The statement, signed by 54 people, appeals to the court to respond urgently to Bano's right "to live without fear and in peace."
IIM Banglore

Representational use only.Image Courtesy: Wikimedia Commons

IIM Bangalore (IIMB) faculty and staff, in a letter to the Chief Justice of India (CJI), said that they were stunned by the Gujarat government's decision to provide remission to 11 convicts in the Bilkis Bano case. The statement, signed by 54 people, appeals to the court to respond urgently to Bano's right "to live without fear and in peace."

Eleven convicts serving life imprisonment in the Bilkis Bano gangrape case from the 2002 Gujarat riots were set free from the Godhra sub-jail on August 15, after the Gujarat government permitted their release under its remission policy.

The Bilkin Bano gangrape case occurred in 2002 when on March 3, 19-year-old Bilkis Bano and her family were trying to escape a mob on a truck in Limkheda taluka of Dahod district during the Gujarat Riots. Bilkis Bano, who was five months pregnant then, was gangraped after an armed mob attacked the truck. The mob killed 14 members of her family, including her 2-year-old daughter, mother, and cousin.

When Bilkis Bano approached the local police station to file a case, she was threatened with dire consequences. She later petitioned the Supreme Court, which directed a CBI probe into the matter. The Supreme Court moved the case from Gujarat to Maharashtra after Bilkis Bano and her family complained of receiving death threats.

In January 2008, a Mumbai court sentenced 11 out of 19 accused to life imprisonment for gangrape and murder. The Bombay High Court upheld the conviction in May 2017. Bilkis Bano was awarded compensation of Rs 50 lakh by the Supreme Court in 2019.

The statement by IIMB faculty and staff held that the crimes committed by the 11 men granted remission were no ordinary crimes.

"They were accused and convicted of gang rape and murders of the most depraved and inhumane kind.
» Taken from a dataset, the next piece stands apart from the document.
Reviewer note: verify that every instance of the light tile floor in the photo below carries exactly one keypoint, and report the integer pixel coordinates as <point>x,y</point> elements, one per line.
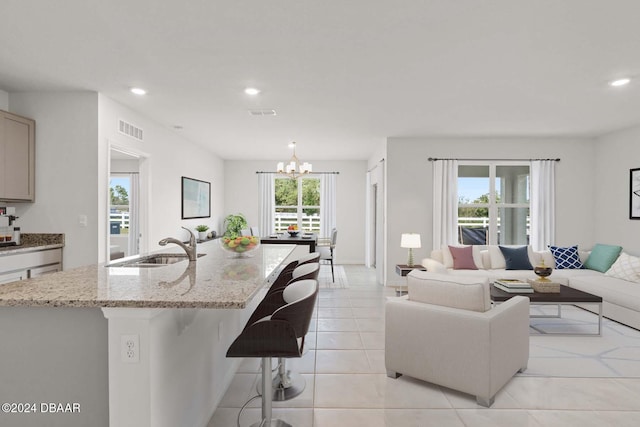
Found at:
<point>347,385</point>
The Supreme Court itself upheld their conviction in 2008."

The remission, the statement says, "is not only a denial of justice but also presents a real and immediate danger to Bilkis Bano and her family." It deplored the sympathetic treatment the convicted men received as "shocking."

"What kind of a nation are we turning into if Bilkis Bano is left to defend herself while her violators are given a hero's welcome?"

Furthermore, it asks the legal system and courts to aid citizens in securing justice, liberty, equality, and fraternity so that "the horrors that Bilkis Bano underwent in 2002 should not be experienced by any woman anywhere."

"This remission is bound to embolden perpetrators of such heinous crimes while simultaneously extinguishing the hope of millions of Indians who look up to the courts to deliver justice," the statement read.